This is a go version of the Roaring bitmap data structure.
Roaring bitmaps are used by several major systems such as Apache Lucene and derivative systems such as Solr and Elasticsearch, Apache Druid (Incubating), LinkedIn Pinot, Netflix Atlas, Apache Spark, OpenSearchServer, Cloud Torrent, Whoosh, Pilosa, Microsoft Visual Studio Team Services (VSTS), and eBay's Apache Kylin. The YouTube SQL Engine, Google Procella, uses Roaring bitmaps for indexing.
Roaring bitmaps are found to work well in many important applications:
Use Roaring for bitmap compression whenever possible. Do not use other bitmap compression methods (Wang et al., SIGMOD 2017)
The roaring
Go library is used by
This library is used in production in several systems, it is part of the Awesome Go collection.
There are also Java and C/C++ versions. The Java, C, C++ and Go version are binary compatible: e.g, you can save bitmaps from a Java program and load them back in Go, and vice versa. We have a format specification.
This code is licensed under Apache License, Version 2.0 (ASL2.0).
Copyright 2016-... by the authors.
Sets are a fundamental abstraction in software. They can be implemented in various ways, as hash sets, as trees, and so forth. In databases and search engines, sets are often an integral part of indexes. For example, we may need to maintain a set of all documents or rows (represented by numerical identifier) that satisfy some property. Besides adding or removing elements from the set, we need fast functions to compute the intersection, the union, the difference between sets, and so on.
To implement a set of integers, a particularly appealing strategy is the bitmap (also called bitset or bit vector). Using n bits, we can represent any set made of the integers from the range [0,n): the ith bit is set to one if integer i is present in the set. Commodity processors use words of W=32 or W=64 bits. By combining many such words, we can support large values of n. Intersections, unions and differences can then be implemented as bitwise AND, OR and ANDNOT operations. More complicated set functions can also be implemented as bitwise operations.
When the bitset approach is applicable, it can be orders of magnitude faster than other possible implementation of a set (e.g., as a hash set) while using several times less memory.
However, a bitset, even a compressed one is not always applicable. For example, if you have 1000 random-looking integers, then a simple array might be the best representation. We refer to this case as the "sparse" scenario.
An uncompressed BitSet can use a lot of memory. For example, if you take a BitSet and set the bit at position 1,000,000 to true and you have just over 100kB. That is over 100kB to store the position of one bit.

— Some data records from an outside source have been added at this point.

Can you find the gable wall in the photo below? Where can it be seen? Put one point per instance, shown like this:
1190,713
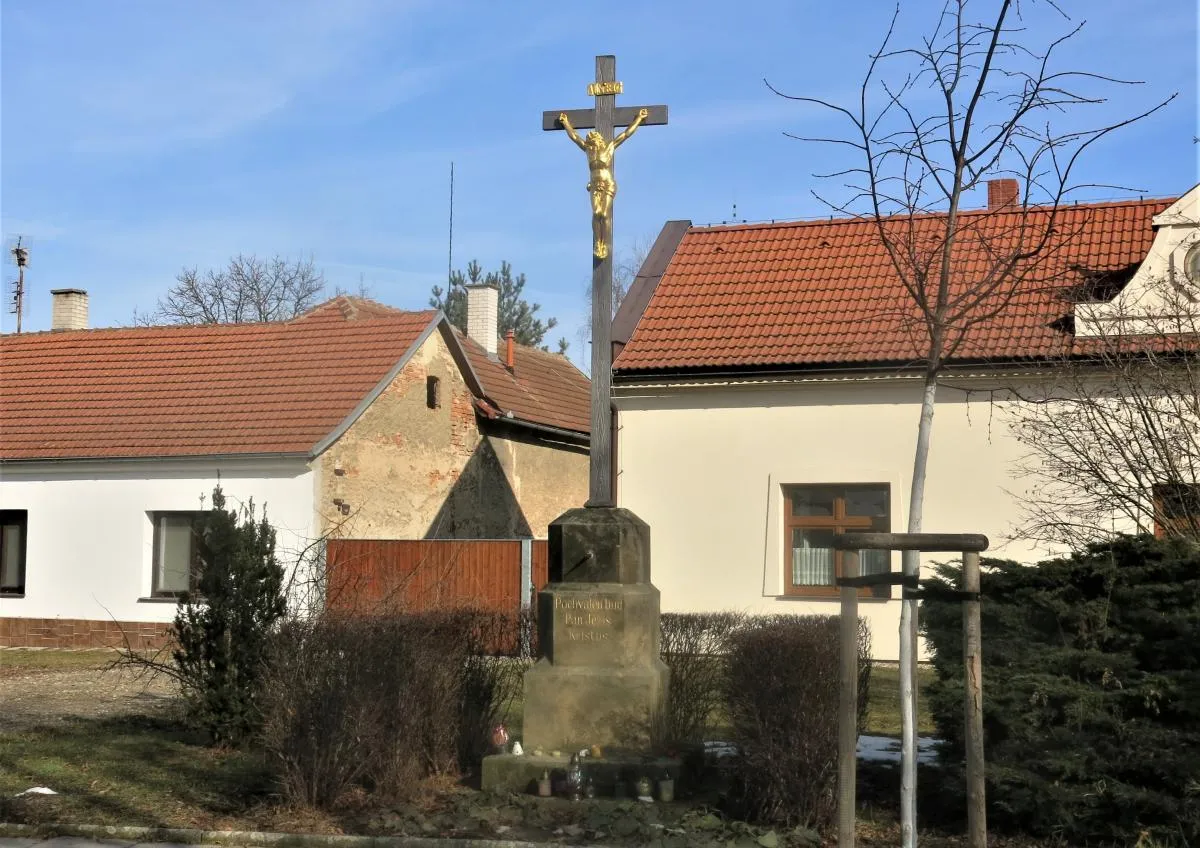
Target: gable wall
547,477
409,471
705,468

This is wasteful even if you do not care about memory: suppose that you need to compute the intersection between this BitSet and another one that has a bit at position 1,000,001 to true, then you need to go through all these zeroes, whether you like it or not. That can become very wasteful.
This being said, there are definitively cases where attempting to use compressed bitmaps is wasteful. For example, if you have a small universe size. E.g., your bitmaps represent sets of integers from [0,n) where n is small (e.g., n=64 or n=128). If you are able to uncompressed BitSet and it does not blow up your memory usage, then compressed bitmaps are probably not useful to you. In fact, if you do not need compression, then a BitSet offers remarkable speed.
The sparse scenario is another use case where compressed bitmaps should not be used. Keep in mind that random-looking data is usually not compressible. E.g., if you have a small set of 32-bit random integers, it is not mathematically possible to use far less than 32 bits per integer, and attempts at compression can be counterproductive.
Most alternatives to Roaring are part of a larger family of compressed bitmaps that are run-length-encoded bitmaps. They identify long runs of 1s or 0s and they represent them with a marker word. If you have a local mix of 1s and 0, you use an uncompressed word.
There are many formats in this family:
- Oracle's BBC is an obsolete format at this point: though it may provide good compression, it is likely much slower than more recent alternatives due to excessive branching.
- WAH is a patented variation on BBC that provides better performance.
- Concise is a variation on the patented WAH. It some specific instances, it can compress much better than WAH (up to 2x better), but it is generally slower.
- EWAH is both free of patent, and it is faster than all the above. On the downside, it does not compress quite as well. It is faster because it allows some form of "skipping" over uncompressed words. So though none of these formats are great at random access, EWAH is better than the alternatives.
There is a big problem with these formats however that can hurt you badly in some cases: there is no random access. If you want to check whether a given value is present in the set, you have to start from the beginning and "uncompress" the whole thing. This means that if you want to intersect a big set with a large set, you still have to uncompress the whole big set in the worst case...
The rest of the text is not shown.